Originally published by The History Channel
The U.S. bombing of Laos (1964-1973) was part of a covert attempt by the CIA to wrest power from the communist Pathet Lao, a group allied with North Vietnam and the Soviet Union during the Vietnam War.
The officially neutral country became a battleground in the Cold War between the United States and Soviet Union, with American bombers dropping over two million tons of cluster bombs over Laos—more than all the bombs dropped during WWII combined. Today, Laos is the most heavily bombed nation in history. Here are facts about the so-called secret war in Laos.
Where is Laos?
Laos is a landlocked country bordered by China and Myanmar to the North, Vietnam to the East, Cambodia to the South and Thailand and the Mekong River to the West.
Its proximity to Mao Zedong’s China made it critical to Dwight D. Eisenhower’s Domino Theory of keeping communism at bay. “If Laos were lost, the rest of Southeast Asia would follow,” Eisenhower told his National Security Council. On the day of his farewell address in 1961, President Eisenhower approved the CIA’s training of anti-communist forces in the mountains of Laos. Their mission: To disrupt communist supply routes across the Ho Chi Minh Trail to Vietnam.
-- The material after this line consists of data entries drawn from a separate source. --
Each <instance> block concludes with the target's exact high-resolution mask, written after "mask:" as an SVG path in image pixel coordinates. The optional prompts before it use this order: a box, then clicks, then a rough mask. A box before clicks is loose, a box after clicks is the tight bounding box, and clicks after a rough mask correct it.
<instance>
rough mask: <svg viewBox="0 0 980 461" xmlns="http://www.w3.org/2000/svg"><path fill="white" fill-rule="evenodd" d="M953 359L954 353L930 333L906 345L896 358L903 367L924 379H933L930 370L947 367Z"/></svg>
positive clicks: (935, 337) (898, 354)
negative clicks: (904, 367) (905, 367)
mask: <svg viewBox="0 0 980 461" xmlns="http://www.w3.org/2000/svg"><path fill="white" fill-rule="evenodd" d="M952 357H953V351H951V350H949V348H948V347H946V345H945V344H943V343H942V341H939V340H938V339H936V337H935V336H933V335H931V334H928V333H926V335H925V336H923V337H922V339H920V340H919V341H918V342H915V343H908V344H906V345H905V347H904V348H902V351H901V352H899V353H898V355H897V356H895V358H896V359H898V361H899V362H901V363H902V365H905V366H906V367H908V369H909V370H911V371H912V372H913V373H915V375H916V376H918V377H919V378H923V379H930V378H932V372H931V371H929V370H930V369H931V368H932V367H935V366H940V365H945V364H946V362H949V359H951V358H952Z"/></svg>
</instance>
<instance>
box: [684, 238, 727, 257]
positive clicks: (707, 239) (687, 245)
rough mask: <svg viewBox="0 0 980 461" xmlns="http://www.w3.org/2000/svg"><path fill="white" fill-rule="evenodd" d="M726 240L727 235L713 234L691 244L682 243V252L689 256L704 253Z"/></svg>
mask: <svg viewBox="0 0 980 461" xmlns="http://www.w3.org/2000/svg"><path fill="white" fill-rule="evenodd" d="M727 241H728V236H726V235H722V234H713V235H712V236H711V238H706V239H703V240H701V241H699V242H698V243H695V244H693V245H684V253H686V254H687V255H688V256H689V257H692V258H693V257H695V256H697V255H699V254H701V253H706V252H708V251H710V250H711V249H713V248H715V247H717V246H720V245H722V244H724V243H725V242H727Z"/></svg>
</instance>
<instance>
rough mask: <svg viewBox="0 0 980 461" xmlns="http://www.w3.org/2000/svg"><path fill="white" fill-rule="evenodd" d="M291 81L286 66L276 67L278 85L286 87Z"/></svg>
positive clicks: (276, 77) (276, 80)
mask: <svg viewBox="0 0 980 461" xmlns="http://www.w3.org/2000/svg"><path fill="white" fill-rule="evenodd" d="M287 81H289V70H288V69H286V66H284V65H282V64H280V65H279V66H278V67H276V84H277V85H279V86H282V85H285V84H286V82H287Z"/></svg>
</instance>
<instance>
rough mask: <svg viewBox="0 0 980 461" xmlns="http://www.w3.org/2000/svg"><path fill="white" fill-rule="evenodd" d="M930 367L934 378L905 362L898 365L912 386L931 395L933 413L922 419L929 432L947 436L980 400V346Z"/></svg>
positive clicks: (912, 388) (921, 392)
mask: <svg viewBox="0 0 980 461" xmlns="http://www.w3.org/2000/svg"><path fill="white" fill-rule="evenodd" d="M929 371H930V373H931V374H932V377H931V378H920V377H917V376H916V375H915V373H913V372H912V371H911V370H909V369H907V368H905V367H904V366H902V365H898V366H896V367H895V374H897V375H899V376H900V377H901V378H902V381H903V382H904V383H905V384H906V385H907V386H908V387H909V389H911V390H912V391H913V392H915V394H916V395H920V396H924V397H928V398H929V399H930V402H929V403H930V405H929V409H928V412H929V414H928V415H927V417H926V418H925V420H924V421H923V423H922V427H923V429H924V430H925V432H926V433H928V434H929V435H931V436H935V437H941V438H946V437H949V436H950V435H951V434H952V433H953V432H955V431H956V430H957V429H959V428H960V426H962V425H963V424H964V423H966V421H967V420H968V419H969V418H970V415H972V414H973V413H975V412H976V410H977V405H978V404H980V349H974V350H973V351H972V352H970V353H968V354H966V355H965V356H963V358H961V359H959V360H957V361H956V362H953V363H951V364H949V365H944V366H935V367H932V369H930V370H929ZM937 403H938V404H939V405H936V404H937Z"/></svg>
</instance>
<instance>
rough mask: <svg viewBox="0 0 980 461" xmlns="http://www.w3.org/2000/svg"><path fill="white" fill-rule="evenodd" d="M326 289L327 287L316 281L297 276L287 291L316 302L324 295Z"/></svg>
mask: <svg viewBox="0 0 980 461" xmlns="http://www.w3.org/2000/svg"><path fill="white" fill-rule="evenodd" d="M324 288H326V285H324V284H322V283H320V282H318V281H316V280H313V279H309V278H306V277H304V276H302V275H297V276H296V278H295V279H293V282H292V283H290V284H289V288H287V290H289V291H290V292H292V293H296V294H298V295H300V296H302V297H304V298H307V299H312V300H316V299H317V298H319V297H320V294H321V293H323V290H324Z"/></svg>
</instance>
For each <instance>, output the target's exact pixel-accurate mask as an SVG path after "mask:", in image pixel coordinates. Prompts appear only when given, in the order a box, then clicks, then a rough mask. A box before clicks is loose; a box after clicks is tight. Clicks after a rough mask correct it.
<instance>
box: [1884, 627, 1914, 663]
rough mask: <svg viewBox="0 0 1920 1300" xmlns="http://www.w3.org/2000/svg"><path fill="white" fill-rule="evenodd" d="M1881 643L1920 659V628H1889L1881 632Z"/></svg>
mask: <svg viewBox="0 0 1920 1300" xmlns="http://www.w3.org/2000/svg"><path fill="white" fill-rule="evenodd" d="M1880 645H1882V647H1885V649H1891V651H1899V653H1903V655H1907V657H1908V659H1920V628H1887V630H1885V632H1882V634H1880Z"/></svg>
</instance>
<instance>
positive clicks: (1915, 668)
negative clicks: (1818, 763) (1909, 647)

Eisenhower’s successors in the White House: John F. Kennedy, Lyndon B. Johnson and Richard Nixon, all approved escalating air support for the guerrilla fighters, but not publicly. The 1962 International Agreement on the Neutrality of Laos, signed by China, the Soviet Union, Vietnam, the United States and 10 other countries, forbid signees from directly invading Laos or establishing military bases there. The secret war in Laos had begun.